FIRENZE — La Nazionale italiana di calcio ha iniziato oggi, 23 marzo 2026, il suo ritiro presso il Centro Tecnico Federale di Coverciano, nel cuore della preparazione per i cruciali spareggi di qualificazione alla Coppa del Mondo 2026.
L’aria è di massima concentrazione: ogni dettaglio conta per gli Azzurri, consapevoli che la semifinale contro l’Irlanda del Nord, in programma giovedì 26 marzo, può decidere le sorti della loro corsa mondiale.

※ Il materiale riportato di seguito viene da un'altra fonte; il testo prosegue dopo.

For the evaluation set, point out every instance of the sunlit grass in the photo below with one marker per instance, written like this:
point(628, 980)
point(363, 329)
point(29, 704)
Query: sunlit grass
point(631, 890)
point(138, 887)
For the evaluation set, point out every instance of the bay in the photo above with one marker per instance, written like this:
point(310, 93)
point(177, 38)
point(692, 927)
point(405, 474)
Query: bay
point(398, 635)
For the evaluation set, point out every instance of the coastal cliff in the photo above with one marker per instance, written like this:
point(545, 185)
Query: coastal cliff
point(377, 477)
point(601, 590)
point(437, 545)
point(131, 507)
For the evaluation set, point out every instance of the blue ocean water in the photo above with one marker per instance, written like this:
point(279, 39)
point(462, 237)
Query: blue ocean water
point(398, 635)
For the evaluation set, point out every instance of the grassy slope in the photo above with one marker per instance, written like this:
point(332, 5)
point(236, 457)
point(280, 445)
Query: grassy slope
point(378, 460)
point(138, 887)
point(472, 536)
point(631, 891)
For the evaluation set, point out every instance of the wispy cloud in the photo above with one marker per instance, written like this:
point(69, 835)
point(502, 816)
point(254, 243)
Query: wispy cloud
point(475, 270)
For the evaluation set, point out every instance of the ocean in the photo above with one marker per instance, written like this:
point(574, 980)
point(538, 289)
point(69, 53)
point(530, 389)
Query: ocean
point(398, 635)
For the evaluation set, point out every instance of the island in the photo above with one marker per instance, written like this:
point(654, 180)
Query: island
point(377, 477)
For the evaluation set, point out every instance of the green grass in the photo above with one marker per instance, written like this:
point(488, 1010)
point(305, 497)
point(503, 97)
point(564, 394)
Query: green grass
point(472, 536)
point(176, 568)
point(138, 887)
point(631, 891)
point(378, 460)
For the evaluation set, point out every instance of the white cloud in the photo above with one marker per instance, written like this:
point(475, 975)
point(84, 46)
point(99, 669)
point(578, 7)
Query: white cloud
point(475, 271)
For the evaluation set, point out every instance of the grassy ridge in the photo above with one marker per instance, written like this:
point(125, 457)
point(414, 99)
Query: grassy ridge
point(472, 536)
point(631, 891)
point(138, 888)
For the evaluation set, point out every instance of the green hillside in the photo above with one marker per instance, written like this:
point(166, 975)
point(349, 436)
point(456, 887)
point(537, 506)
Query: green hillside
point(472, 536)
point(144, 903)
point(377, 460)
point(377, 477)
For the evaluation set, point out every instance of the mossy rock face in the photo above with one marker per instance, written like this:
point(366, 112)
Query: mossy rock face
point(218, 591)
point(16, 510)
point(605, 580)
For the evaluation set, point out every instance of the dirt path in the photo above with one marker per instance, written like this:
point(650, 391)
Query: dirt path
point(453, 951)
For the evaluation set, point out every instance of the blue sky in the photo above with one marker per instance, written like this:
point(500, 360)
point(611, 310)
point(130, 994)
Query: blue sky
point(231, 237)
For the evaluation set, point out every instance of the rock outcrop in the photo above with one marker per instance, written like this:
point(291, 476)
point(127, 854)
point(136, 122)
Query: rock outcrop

Il gruppo guidato da Gennaro Gattuso ha svolto il primo raduno domenica sera e oggi ha partecipato alle prime sedute di allenamento. Nel pomeriggio è prevista la conferenza stampa del commissario tecnico, che farà il punto sulla condizione dei giocatori e sulla strategia per le sfide decisive.
Il gruppo e gli obiettivi
Il ritiro comprende 28 giocatori, tra portieri, difensori, centrocampisti e attaccanti di livello internazionale. Tra i convocati spiccano nomi come Gianluigi Donnarumma, Alessandro Bastoni, Nicolò Barella, Manuel Locatelli, Federico Chiesa e Moise Kean. Non mancano giovani talenti come Diego Coppola e Giorgio Scalvini, e il ritorno in maglia zzurra dell’attaccante del Liverppol Federico Chiesa. pronti a dare il loro contributo in un momento delicato per la Nazionale. Per il difensore della Roma Gianluca Mancini si attendono notizie cuirca il risentimeno muscolare al polpacciuo detro riportato nell sfda di campionato ontro il Lecce.
L’obiettivo è chiaro: vincere la semifinale contro l’Irlanda del Nord per accedere alla finale degli spareggi, in programma il 31 marzo, e ottenere il pass per il Mondiale in Nord America.
Sfide e dubbi
Non mancano le incognite: alcuni giocatori, tra cui Bastoni e Mancini, sono sotto osservazione per piccoli problemi fisici. Le scelte tattiche di Gattuso, orientate verso un 3-5-2, saranno determinanti per affrontare una partita secca e ad alto rischio come quella di giovedì.
Un ritiro decisivo
Il ritiro a Coverciano non serve solo per preparare la partita sul piano tecnico, ma anche per ricostruire fiducia e compattezza in un gruppo che vuole rispondere alle aspettative dei tifosi e conquistare un posto ai Mondiali dopo un percorso qualificazione segnato da alti e bassi. L’Italia si gioca giorni cruciali per il suo futuro calcistico: ogni allenamento, ogni confronto tattico, ogni parola del tecnico conta.
Gli occhi di tutta la nazione sono puntati su Coverciano, dove i sogni mondiali degli Azzurri iniziano a prendere forma.